Le Tribunal administratif de Clermont-Ferrand, statuant en référé sur le fondement de l'article L. 521-1 du code de justice administrative, a rejeté la requête de M. A... demandant la suspension d'un refus d'échéancier de paiement par la direction générale des finances publiques. Le juge a estimé qu'aucun des moyens invoqués (méconnaissance du principe de proportionnalité et du droit à une vie digne) n'était de nature à créer un doute sérieux sur la légalité de la décision. En outre, la requête a été jugée irrecevable car non accompagnée d'une requête en annulation de la décision contestée.
Texte intégral
Vu la procédure suivante :
Par une requête enregistrée le 10 octobre 2025, M. B... A... demande au juge des référés, statuant sur le fondement de l’article L. 521-1 du code de justice administrative :
1°) la suspension de l’exécution de la décision du 10 octobre 2025 par laquelle le service de gestion comptable de la direction générale des finances publiques du Puy-en-Velay lui a refusé l’octroi d’un échéancier de paiement ;
2°) d’ordonner la suspension des mesures de saisie en cours.
Il soutient que :
Sur l’urgence :
- elle est caractérisée dès lors que les saisies entraînent une privation immédiate de ses moyens de subsistance ;
Sur le doute sérieux quant à la légalité de la décision attaquée :
- elle méconnaît le principe de proportionnalité et son droit au respect d’une vie digne au sens du préambule de la constitution et de la convention européenne de sauvegarde des droits de l’homme et des libertés fondamentales ;
- elle porte une atteinte disproportionnée à sa situation personnelle et familiale dès lors qu’un arrangement est envisageable.
Vu l’ensemble des pièces du dossier ;
Vu :
- la convention européenne de sauvegarde des droits de l’homme et des libertés fondamentales ;
- le code de justice administrative.
Considérant ce qui suit :
M. A... a sollicité du service de gestion comptable de la direction générale des finances publiques du Puy-en-Velay la mise en place d’un échéancier de paiement. Par une décision du 10 octobre 2025, le service de gestion comptable de la direction générale des finances publiques du Puy-en-Velay a rejeté la demande de M. A.... Par la présente requête, M. A... demande au juge des référés, statuant sur le fondement de l’article L. 521-1 du code de justice administrative, d’ordonner la suspension de l’exécution de cette décision.

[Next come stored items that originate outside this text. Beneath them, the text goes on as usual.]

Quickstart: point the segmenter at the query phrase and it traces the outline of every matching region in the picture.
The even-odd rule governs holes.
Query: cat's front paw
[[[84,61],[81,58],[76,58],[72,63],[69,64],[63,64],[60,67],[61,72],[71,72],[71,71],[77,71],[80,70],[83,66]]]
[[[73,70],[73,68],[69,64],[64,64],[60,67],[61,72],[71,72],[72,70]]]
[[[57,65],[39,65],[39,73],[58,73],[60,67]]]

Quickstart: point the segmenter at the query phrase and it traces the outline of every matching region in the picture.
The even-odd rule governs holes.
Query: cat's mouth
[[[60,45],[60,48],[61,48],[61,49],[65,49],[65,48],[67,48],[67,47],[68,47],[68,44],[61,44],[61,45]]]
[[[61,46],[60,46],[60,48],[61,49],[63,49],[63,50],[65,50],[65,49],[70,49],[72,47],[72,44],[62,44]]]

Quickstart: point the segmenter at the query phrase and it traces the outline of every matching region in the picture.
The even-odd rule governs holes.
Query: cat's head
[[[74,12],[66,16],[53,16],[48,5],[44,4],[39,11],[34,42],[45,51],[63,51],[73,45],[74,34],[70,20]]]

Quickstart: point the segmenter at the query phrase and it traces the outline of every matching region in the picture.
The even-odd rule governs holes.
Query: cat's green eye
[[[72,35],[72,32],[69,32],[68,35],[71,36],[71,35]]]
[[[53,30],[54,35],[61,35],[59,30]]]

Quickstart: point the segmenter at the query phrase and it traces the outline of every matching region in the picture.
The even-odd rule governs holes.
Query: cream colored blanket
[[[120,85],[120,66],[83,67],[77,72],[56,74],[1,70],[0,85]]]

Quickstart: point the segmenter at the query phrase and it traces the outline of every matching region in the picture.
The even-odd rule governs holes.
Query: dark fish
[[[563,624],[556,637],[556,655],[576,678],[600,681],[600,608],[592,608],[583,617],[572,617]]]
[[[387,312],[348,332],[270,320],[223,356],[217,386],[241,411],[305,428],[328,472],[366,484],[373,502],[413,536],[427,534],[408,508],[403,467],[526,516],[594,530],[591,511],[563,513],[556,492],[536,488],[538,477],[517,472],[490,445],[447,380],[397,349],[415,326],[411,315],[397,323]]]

Aux termes de l’article L. 521-1 du code de justice administrative : « Quand une décision administrative, même de rejet, fait l’objet d’une requête en annulation ou en réformation, le juge des référés, saisi d’une demande en ce sens, peut ordonner la suspension de l’exécution de cette décision, ou de certains de ces effets, lorsque l’urgence le justifie et qu’il est fait état d’un moyen propre à créer, en l’état de l’instruction, un doute sérieux quant à la légalité de la décision ». En vertu de l’article L. 522-3 du même code, le juge des référés peut, par une ordonnance motivée, rejeter une requête sans instruction, ni audience, lorsque la condition d’urgence n’est pas remplie ou lorsqu’il apparaît manifeste, au vu de la demande, que celle-ci ne relève pas de la compétence de la juridiction administrative, qu’elle est irrecevable ou qu’elle est mal fondée.
En l’état de l’instruction et eu égard à l’office du juge des référés, aucun des moyens invoqués par M. A..., tels que visés ci-dessus, n’est de nature à créer un doute sérieux quant à la légalité de la décision en litige. En tout état de cause, cette requête, non accompagnée d’une requête à fin d’annulation de la décision dont la suspension est demandée, est irrecevable.
Par suite, et sans qu’il soit besoin de statuer sur la condition d’urgence, il y a lieu de rejeter la requête de M. A... conformément aux dispositions de l’article L. 522-3 du code de justice administrative.
O R D O N N E :
Article 1er : La requête de M. A... est rejetée.
Article 2 : La présente ordonnance sera notifiée à M. B... A....
Fait à Clermont-Ferrand, le 14 octobre 2025.
La juge des référés
C. BENTÉJAC
La République mande et ordonne au ministre de l’économie, des finances, de la souveraineté industrielle, énergétique et numérique en ce qui le concerne ou à tous commissaires de justice à ce requis en ce qui concerne les voies de droit commun, contre les parties privées, de pourvoir à l'exécution de la présente ordonnance.